Login to Access Create an account
Publication Details
Published October 01, 2004
Type Project Report
Project Urban sprawl study of Aizawl city

Urban sprawl study of Aizawl city

Aizawl city Urban sprawl Landuse planning
Abstract / Description

The Urban Sprawl Study of Aizawl City was undertaken by the North Eastern Space Applications Centre (NESAC), Department of Space, Government of India, Umiam, Meghalaya, in collaboration with Mizoram Remote Sensing Application Centre (MIRSAC), Aizawl, and completed in October 2004.​

The primary objective was to analyze temporal urban expansion (1975–2003), map land use/land cover, assess growth patterns against the Aizawl Master Plan (2002), and identify site suitability zones for future planned development amid topographic constraints (steep slopes 20°–40°+, elevation 950–1155 m, young sedimentary terrain). Covering 128.98 sq km (23°39'–24°50'N, 92°39'–92°47'E), the study employed visual/digital interpretation of multi-temporal satellite data: Landsat MSS (1981), IRS-1C LISS-III/PAN merged (1998, 2002), and Resourcesat-1 LISS-III (2003), registered to 1:25,000 scale topographic sheets (84A/9–14) with ground truth verification.​

Built-up area expanded from 649.53 ha (1975) to 2,051.55 ha (2003): +667.27 ha (1975–1981; +102.77%), +615.52 ha (1981–1998; +31.85%), +119.23 ha (1998–2003; +5.8%).

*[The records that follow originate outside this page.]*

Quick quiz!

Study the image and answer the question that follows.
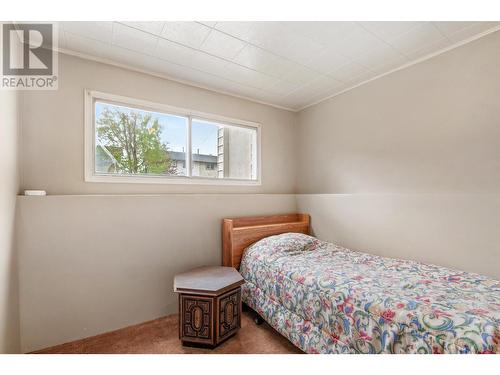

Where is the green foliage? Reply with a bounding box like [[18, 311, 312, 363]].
[[96, 107, 177, 174]]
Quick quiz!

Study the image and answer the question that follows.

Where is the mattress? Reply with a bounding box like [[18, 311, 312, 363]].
[[240, 233, 500, 353]]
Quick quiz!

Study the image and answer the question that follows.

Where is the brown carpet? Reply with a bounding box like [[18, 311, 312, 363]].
[[35, 311, 302, 354]]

Growth trended ribbon-like along NH-54, state highways (north, south, east, west directions), incorporating fringes like Durtlang Leitan, Vaivakawn, Tanhril; population surged from 31,740 (1971) to 235,138 (2001), outpacing areal growth and indicating vertical intensification. Dominant land covers include built-up (urban/rural residential/mixed), agriculture (permanent crops, current/abandoned jhum), forest (evergreen/deciduous/bamboo), wasteland (scrub/barren/degraded/quarry), water bodies (streams/springs, e.g., Chite River).​

GIS database integrated spatial (DEM-derived slope, transport, water bodies) and non-spatial data (ward-wise census 1981–2001, household surveys on amenities: 70% spring-dependent water, variable school/medical access).​

Site suitability zoned via weighted overlay (slope <20°/elev. <400 m prioritized; road buffer <200 m; wasteland proximity; water <50 m): Zone I (highly suitable: low slope/elev., near roads/water/wasteland), Zone II (moderately: 20°–40°/400–800 m), Zone III (unfavorable: >40°/>800 m). Suggests decongesting core via fringe development, aligning partially with Master Plan but revising northern high-slope areas for water scarcity/erosion risks.​

Findings envisages to aid planners in mitigating congestion, water scarcity, erosion; emphasize road-aligned, low-slope growth with infrastructure (vertical limits, springs harnessing) for sustainable expansion.​

Summarized Metadata

Mapping Scale: 1:25,000

Satellite data & Year: Landsat MSS (1981), IRS-1C (1998-2022), Resourcesat-1 (2003)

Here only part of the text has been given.